Lorde: from shadow to light

A priori, the names of his albums – pure heroin (2013), Melodrama (2017) and Solar energy (2021) – give a good idea of ​​the artistic trajectory, as if the New Zealander had gradually moved from shadow to light.

It stands to reason that Lorde is no longer the 15-year-old she was in 2012, when she created the song Royals that would make her famous worldwide. But after having seen her twice at festivals in Montreal (Osheaga 2014 and 2017), it was gratifying as possible to see her express her art and her creativity in a concert hall with a production worthy of the name.

Lord-of! Lord-of!

And she was expected, the one who was born Ella Marija Lani Yelich-O’Connor in Auckland, in 1996. In the minutes leading up to her arrival on stage, you could hear the crowd chanting her name or punctuating with shrill cries each volume drop. background music. To my right in row R, the three young women couldn’t wait any longer. In front of me, the spectator had come to the concert on crutches. It takes what it takes to see his favorite.

Turning off the lights at 8:42 p.m. blew up the decibel scale and the eardrum of my right ear (the three female spectators…), while the crowd of Lorde’s generation – overwhelmingly female – rose to never again sit down for more than an hour and a half.

The New Zealander made herself heard before being seen during Leader of a new regimeits silhouette being projected like a Chinese shadow through a large drum topped by a slender staircase whose shape, viewed at an angle, was reminiscent of the extremity of the lighting structures of the Place des Festivals.

Splendid staging

This duo of atypical shapes – one geometric, the other not – rested on a rotating platform which allowed Lorde a host of variants, presentation department: interpretations halfway up the staircase (Buzzcut Season), lying at the foot of the steps (California), lying on the steps (mood ring) or still others, with her musicians and singers behind her, as was the case for The path. And that’s without counting the two large fixed staircases on the sides of the stage on which took place musicians, musicians and singers. Great caliber of staging.

The show benefited from an elaborate staging.

Photo: Patrick Beaudry, SNAPePHOTO

It’s raining outside, but here you can see the sun. It is magic. You have no idea how happy I am to be heresaid the singer after a trio of songs.

The danger with any substantial production is that it sometimes risks eating out the artist. None of that here. The introverted and introspective Lorde of the beginnings gave way to a fulfilled artist who takes real pleasure in communicating her joie de vivre on stage in an environment worthy of the greats.

Those who saw the teenager almost ten years ago dancing wildly without any expression on her face could better measure the progress made. Lorde knows how to exercise restraint when the occasion calls for it, but she practically paces the stage from one end to the other during an invigorating rendition of Ribs.

From anxiety to pleasure

Visibly happy to be going on a world tour again this week – the concert in Montreal was only her third stopover – she saluted our city, which she seems to particularly appreciate, and she spoke of her relationship with the scene, sitting in the steps of his rotating staircase, during an acoustic segment that included Dominoes and Responsibility.
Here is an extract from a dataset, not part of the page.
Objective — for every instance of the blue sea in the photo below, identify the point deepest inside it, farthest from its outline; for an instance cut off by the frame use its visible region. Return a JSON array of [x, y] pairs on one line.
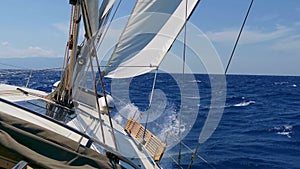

The moment was reminiscent of Osheaga’s, this time in 2017, when she sat on stage to address the crowd in the pouring rain. Minus the rain, of course…

In the old days, it was fine on stage, but the hours before the concerts… I was terrified. This is no longer the case. The anxiety is over.

A keen observer of what is happening around her, the author-composer has long transposed bittersweet feelings into her songs, particularly on the relational level, which have attracted a young female audience who have recognized themselves in her.

On Thursday, almost all the songs – from now classics to the most recent – ​​were performed by a choir of some 3,000 voices from the floor to the depths of the final balcony of Salle Wilfrid-Pelletier. Solar energy Although it has been released since 2021, rarely do we attend a concert where new titles are so familiar.

Cut into three acts where Lorde changed clothes each time, from the casual opening outfit to a figure-hugging dress, then to a 1970s stamped pants-bustier set, the concert reached its climax with a triple punch. made up of Sober, Supercut and Perfect places. Funk lines and pulsations swept the room and the audience transformed the tall Wilfrid into a dance floor. All that was missing was the disco ball, well…

In the absence of a ball, it was the confetti that rained on the spectators in the final of Solar energy who set the table perfectly for a green light delirious where Lorde literally radiated happiness. She had kept for the reminder the essential Royals which she interpreted with a beam of light aimed at her, before concluding with another song from the first hour, Teamwhose lyrics – “ We’re on each other’s team — perfectly reflected his connection to the public.

If this concert proved to be a formidable tone in the ambient grayness, it also demonstrated that Lorde can defend on the boards a very different record from a stylistic point of view than her previous ones. And then, casually, the assumed 25-year-old woman she has become has retained the ardor of the 17-year-old teenager who had knocked us down so much in 2014.